Y la verdad, la verdad era un peso que me aplastaba el pecho.

—¿Qué te pasa, imbécil? ¿Te crees gracioso? —me gritó, con los puños cerrados. Sus amigos intentaron calmarlo, pero él no se detuvo—. ¡Te voy a romper la cara!

Se lanzó sobre mí.

Y en ese momento, el mundo se detuvo.

La gente gritó, y el caos se apoderó del campo de juego.

Sus puños golpearon mi rostro, mi pecho, mi estómago. Pero el dolor físico no era nada comparado con el dolor en mi corazón.
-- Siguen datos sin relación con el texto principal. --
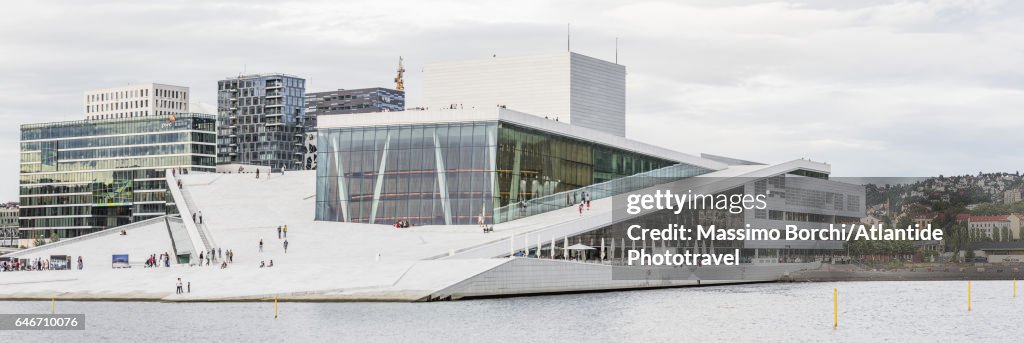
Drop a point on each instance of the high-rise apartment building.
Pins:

Me dolía verlo tan enojado, tan desilusionado. Me dolía saber que yo era la causa de su dolor.

—¡Joan, cálmate! —gritó uno de sus amigos—. ¡No vale la pena!

Pero Joan no lo escuchó. Sus ojos, fijos en los míos, eran un pozo de ira y de dolor.

Me empujó, y mi gorra se cayó.

Y en ese momento, supo que era yo. El chico del baile. El chico que lo había hecho reír. El chico que lo había besado.

Sus ojos, llenos de un horror que me rompió el corazón, se abrieron de par en par.

—¡Tú! —me gritó, con la voz temblando—. ¡Fuiste tú!

No podía quedarme.

No podía soportar la mirada de desprecio en sus ojos.

Corrí. Corrí como si mi vida dependiera de ello. Corrí lejos de Joan, lejos de sus amigos, lejos de la luz. Corrí de vuelta a mi mundo, un mundo de oscuridad y de dolor, un mundo donde los demonios no se esconden bajo la cama, sino en sus propios corazones.

Corrí hacia mi moto, mi único refugio. El motor rugió, un rugido que ahogaba el llanto en mi garganta. Aceleré, me alejé de la escuela, de la gente, de la luz. Pero no fue suficiente. De repente, una sombra rubia apareció en la calle. Un cuerpo se puso en medio de la carretera, obligándome a frenar de golpe. Mi corazón se detuvo. Era Joan.

Bajé de la moto, con la rabia ardiendo en mis venas.

—¿Qué quieres de mí? —le pregunté, con la voz llena de un odio que no sentía.

Pero él no se inmutó.

Sus ojos azules, llenos de lágrimas, se encontraron con los míos. Una mirada que me hizo temblar, una mirada que me hizo desear ser alguien más.

—¿Por qué lo hiciste? —me preguntó, con la voz rota—. Me hiciste quedar como un idiota. Arruinaste mi partido. —Negó con la cabeza y algunos mechones de su cabellera rubia le cubrieron los ojos—. Nunca me habían sacado de un partido y ahora tú...

—¿Qué quieres de mí? —volví a preguntar, con la voz más suave.